The face 'metric' is four edges joining four adjacent faces (which vanish when you look at or project only one face). Each edge has a sliced-evenly 'metric' for any inner slices, in the Rubik's cube group. The edges in the original are a fractional metric of edge-distance. There are no edge pieces in the 2-cube, but the cube still has edges, in the set E, these are the \( e_0 \) in the dynamics. Obviously, an edge is a 'root' of a face; the sliced edges are also roots of a nullspace; you get to see this by doing the "wiggle" move above, slightly skewing two alternate faces repeatedly until the mechanical limit is reached. This is the shear-stress component you try hard to avoid when speed-solving (running at a max efficiency), you don't want any lockups or any of the inner sections 'catching' each other.

 

Why does the original cube resemble so many physical "systems"? Because, for some reason, such devices are multi-mnemonic.

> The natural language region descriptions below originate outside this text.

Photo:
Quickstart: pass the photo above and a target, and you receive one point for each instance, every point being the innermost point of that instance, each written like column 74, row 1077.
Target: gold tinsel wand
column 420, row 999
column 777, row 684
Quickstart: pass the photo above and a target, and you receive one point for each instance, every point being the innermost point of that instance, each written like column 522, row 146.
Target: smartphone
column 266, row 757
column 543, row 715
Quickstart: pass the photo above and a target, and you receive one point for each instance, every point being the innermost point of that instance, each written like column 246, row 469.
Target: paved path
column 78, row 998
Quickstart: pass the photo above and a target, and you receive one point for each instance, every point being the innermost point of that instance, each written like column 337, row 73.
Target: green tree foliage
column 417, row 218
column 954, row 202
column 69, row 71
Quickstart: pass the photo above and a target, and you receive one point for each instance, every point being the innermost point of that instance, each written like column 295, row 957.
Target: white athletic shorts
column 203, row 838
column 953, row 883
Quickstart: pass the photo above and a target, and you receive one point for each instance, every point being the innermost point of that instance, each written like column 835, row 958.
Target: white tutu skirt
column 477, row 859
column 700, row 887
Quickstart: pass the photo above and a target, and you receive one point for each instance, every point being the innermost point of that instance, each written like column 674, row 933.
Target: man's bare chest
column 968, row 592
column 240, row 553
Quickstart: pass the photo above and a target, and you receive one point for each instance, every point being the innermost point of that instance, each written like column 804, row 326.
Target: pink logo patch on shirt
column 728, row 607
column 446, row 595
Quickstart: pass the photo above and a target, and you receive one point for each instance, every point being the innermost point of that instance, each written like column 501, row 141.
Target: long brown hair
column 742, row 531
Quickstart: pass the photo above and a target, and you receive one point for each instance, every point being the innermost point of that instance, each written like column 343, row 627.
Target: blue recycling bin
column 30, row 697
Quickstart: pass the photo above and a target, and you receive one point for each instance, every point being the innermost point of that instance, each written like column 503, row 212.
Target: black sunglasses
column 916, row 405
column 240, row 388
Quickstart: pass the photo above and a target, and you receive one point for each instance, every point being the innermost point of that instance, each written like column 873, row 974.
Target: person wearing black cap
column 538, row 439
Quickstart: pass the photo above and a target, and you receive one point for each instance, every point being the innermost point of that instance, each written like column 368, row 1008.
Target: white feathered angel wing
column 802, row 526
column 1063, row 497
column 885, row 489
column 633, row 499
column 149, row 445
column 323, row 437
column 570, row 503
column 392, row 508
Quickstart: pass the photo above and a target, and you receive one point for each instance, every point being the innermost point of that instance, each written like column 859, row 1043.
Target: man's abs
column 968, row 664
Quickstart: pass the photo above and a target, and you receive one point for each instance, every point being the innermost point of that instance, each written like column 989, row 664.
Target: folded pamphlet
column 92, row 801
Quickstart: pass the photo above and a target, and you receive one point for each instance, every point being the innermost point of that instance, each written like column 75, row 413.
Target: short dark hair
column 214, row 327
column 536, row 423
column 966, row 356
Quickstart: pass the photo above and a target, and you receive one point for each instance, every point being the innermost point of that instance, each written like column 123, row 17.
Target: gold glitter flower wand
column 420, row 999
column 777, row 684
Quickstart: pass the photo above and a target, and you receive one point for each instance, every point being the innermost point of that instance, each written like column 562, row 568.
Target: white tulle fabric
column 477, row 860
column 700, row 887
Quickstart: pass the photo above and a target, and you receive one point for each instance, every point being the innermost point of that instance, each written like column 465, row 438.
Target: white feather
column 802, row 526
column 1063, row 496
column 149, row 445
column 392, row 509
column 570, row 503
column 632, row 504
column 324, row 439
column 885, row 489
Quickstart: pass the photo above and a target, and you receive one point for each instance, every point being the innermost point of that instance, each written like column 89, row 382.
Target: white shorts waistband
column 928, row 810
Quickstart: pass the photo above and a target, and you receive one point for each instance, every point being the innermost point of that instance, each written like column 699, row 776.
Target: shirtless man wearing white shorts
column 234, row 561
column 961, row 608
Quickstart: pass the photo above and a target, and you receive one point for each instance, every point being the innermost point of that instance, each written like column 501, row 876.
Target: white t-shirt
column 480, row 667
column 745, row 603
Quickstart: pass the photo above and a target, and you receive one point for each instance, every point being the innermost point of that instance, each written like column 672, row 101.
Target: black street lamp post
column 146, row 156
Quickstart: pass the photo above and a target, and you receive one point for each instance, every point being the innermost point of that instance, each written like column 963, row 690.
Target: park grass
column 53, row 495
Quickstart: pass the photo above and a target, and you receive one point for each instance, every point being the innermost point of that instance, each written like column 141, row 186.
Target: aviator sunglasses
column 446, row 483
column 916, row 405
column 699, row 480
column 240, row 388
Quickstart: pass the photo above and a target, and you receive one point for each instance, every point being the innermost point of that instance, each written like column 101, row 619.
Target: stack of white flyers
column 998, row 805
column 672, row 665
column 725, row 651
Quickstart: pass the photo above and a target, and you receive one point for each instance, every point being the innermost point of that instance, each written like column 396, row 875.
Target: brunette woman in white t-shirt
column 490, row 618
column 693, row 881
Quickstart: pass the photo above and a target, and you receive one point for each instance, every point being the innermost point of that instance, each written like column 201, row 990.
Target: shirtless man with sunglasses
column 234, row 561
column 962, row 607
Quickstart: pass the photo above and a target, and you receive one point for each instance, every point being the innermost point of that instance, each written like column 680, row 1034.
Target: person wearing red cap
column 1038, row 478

They are physical systems that encapsulate a lot of 'simple' ideas, and how a simple arrangement and rearrangement of a stack of elements (rules and moves that follow them) can lead to complex behavior.

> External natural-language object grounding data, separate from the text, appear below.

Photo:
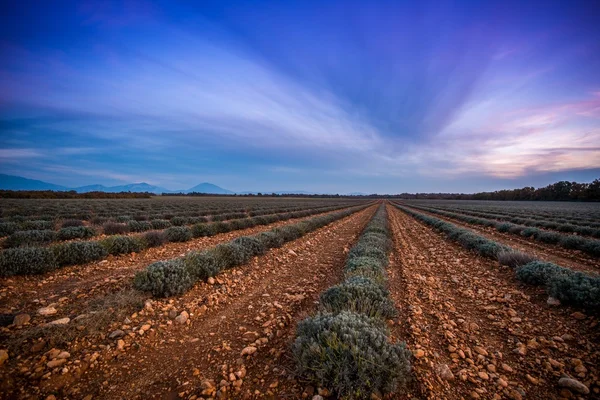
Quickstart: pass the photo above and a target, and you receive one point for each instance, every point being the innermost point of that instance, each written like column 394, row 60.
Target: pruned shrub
column 178, row 234
column 160, row 224
column 202, row 265
column 229, row 255
column 179, row 221
column 154, row 238
column 202, row 230
column 28, row 238
column 251, row 245
column 121, row 244
column 539, row 272
column 139, row 226
column 514, row 259
column 288, row 232
column 37, row 225
column 26, row 260
column 76, row 232
column 78, row 252
column 270, row 239
column 8, row 228
column 67, row 223
column 360, row 295
column 576, row 289
column 164, row 279
column 114, row 228
column 345, row 352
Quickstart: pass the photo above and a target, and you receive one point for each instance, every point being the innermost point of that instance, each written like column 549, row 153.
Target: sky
column 324, row 96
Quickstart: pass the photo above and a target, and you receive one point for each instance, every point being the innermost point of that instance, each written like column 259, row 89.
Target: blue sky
column 336, row 96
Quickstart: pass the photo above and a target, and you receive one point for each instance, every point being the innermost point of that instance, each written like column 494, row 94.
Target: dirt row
column 476, row 332
column 229, row 336
column 71, row 289
column 573, row 259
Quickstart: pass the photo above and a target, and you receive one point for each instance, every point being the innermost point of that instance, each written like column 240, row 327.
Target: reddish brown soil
column 573, row 259
column 255, row 305
column 76, row 285
column 470, row 314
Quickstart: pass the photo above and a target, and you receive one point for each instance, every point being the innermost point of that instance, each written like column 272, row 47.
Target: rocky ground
column 216, row 340
column 478, row 333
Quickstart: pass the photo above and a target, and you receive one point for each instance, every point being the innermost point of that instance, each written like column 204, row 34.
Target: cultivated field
column 218, row 297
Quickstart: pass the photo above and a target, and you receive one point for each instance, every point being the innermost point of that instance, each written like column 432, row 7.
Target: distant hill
column 11, row 182
column 208, row 188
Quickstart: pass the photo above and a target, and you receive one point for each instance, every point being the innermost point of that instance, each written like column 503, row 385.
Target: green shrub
column 270, row 240
column 576, row 289
column 178, row 234
column 202, row 230
column 78, row 252
column 121, row 244
column 288, row 232
column 160, row 224
column 514, row 259
column 251, row 245
column 68, row 223
column 139, row 226
column 179, row 221
column 154, row 239
column 345, row 352
column 164, row 279
column 28, row 238
column 76, row 232
column 539, row 272
column 26, row 260
column 202, row 265
column 8, row 228
column 113, row 228
column 360, row 295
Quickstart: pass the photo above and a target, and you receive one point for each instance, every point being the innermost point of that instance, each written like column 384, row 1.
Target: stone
column 182, row 318
column 249, row 350
column 56, row 363
column 3, row 356
column 480, row 350
column 553, row 301
column 62, row 321
column 116, row 334
column 21, row 319
column 573, row 385
column 445, row 373
column 578, row 315
column 47, row 311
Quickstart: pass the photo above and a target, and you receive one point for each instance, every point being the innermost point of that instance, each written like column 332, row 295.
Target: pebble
column 47, row 311
column 21, row 319
column 445, row 373
column 553, row 301
column 62, row 321
column 574, row 385
column 182, row 318
column 116, row 334
column 3, row 356
column 249, row 350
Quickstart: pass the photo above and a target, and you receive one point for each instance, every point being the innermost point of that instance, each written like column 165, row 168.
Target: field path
column 75, row 286
column 255, row 305
column 573, row 259
column 471, row 317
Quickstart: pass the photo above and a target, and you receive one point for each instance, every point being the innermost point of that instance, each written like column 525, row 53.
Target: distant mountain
column 208, row 188
column 11, row 182
column 133, row 187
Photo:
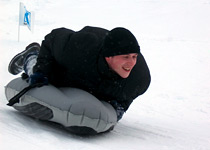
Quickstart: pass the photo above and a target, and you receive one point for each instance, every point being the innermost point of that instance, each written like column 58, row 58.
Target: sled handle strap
column 16, row 98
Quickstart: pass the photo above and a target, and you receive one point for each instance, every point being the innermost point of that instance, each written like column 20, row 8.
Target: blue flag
column 26, row 17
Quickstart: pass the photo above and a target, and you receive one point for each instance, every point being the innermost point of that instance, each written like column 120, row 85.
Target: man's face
column 122, row 64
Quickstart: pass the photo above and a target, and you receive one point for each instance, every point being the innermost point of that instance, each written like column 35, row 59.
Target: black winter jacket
column 74, row 59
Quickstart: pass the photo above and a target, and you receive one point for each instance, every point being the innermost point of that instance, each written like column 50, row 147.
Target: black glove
column 38, row 77
column 119, row 109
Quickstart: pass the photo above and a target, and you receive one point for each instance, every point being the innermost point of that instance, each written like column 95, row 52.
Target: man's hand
column 119, row 109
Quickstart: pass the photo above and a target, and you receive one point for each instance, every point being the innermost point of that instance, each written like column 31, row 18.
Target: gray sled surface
column 75, row 109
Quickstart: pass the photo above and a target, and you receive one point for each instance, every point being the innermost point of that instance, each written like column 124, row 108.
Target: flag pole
column 19, row 23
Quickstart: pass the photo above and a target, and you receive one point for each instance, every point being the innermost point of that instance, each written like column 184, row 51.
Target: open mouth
column 127, row 69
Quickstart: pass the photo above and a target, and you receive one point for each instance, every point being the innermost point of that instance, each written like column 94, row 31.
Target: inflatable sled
column 75, row 109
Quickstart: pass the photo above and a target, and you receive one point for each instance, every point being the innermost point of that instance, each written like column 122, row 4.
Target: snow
column 174, row 35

A "game" being played at the moment is, estimating how long will it take to enumerate all possible permutations of the 3x3x3 cube, how much memory space and processor time is needed? And is there a word that visits every node in the graph and how many letters is it?

 

And now, this:

The components in the group are designed to show 'compression', viz the 2-faces differential functional that results in lockup. Here, because the faces are free to move in either of two directions, the lockup maneuvre has a time-reversible unlocking functional. There is a real representation of pressure, with the skew 'derivative' and an application of stress and shear to the structure as a whole - the pressure is distributed.

So there is a compressive action - like gravity - that means none of the operators can continue to act in the same direction because of a mechanical stress limit. Continuing to apply pressure will result in shearing of the structure (a "supernova"). Anyways, if anyone has any objections to the following, please make them.

The Toccata:

Assume two generators, g1 g2 that act in the same direction over G (g implies a geodesy) with small displacements dE > e0, s.t. dE/dt = dW a work function and:

dW/dt = dP where P is an intrinsic pressure variable, dW is extrinsic and t a nullcurve in (the geodesy of) G. Any nullcurve has 4 possible spacelike or timelike classes. That is, \( t \in T \), is a composite variable of time and space, which are special "inertialess" extrinsic components of G (see A. Einstein "On the Electrodynamics of Moving Bodies", Ann. der Phys. 1905).

A spacelike curve t is "in E" if it is also timelike. A timelike curve "takes t1 to t2" in a generalized Carnot sense of Th -> Tc. That is, there is a connection between the 'temperature' of a nullcurve and the 'time' measured to transfer or transport an energy E from t to t'.
So there is a direct connection between adiabatic (Carnot) expansion at "fixed entropy", i.e. \( \hbar \nu \), and adiabatic compression at "fixed temperature" i.e. ct = ct'.

The fugue:

g1 and g2 "work together" as a pair, to compress the components of G. Each 'step' = a partial differential (a sum over terms in g1g2) so that pressure is an integral over W - a circulation integral as in Boyle's ideal gas equations.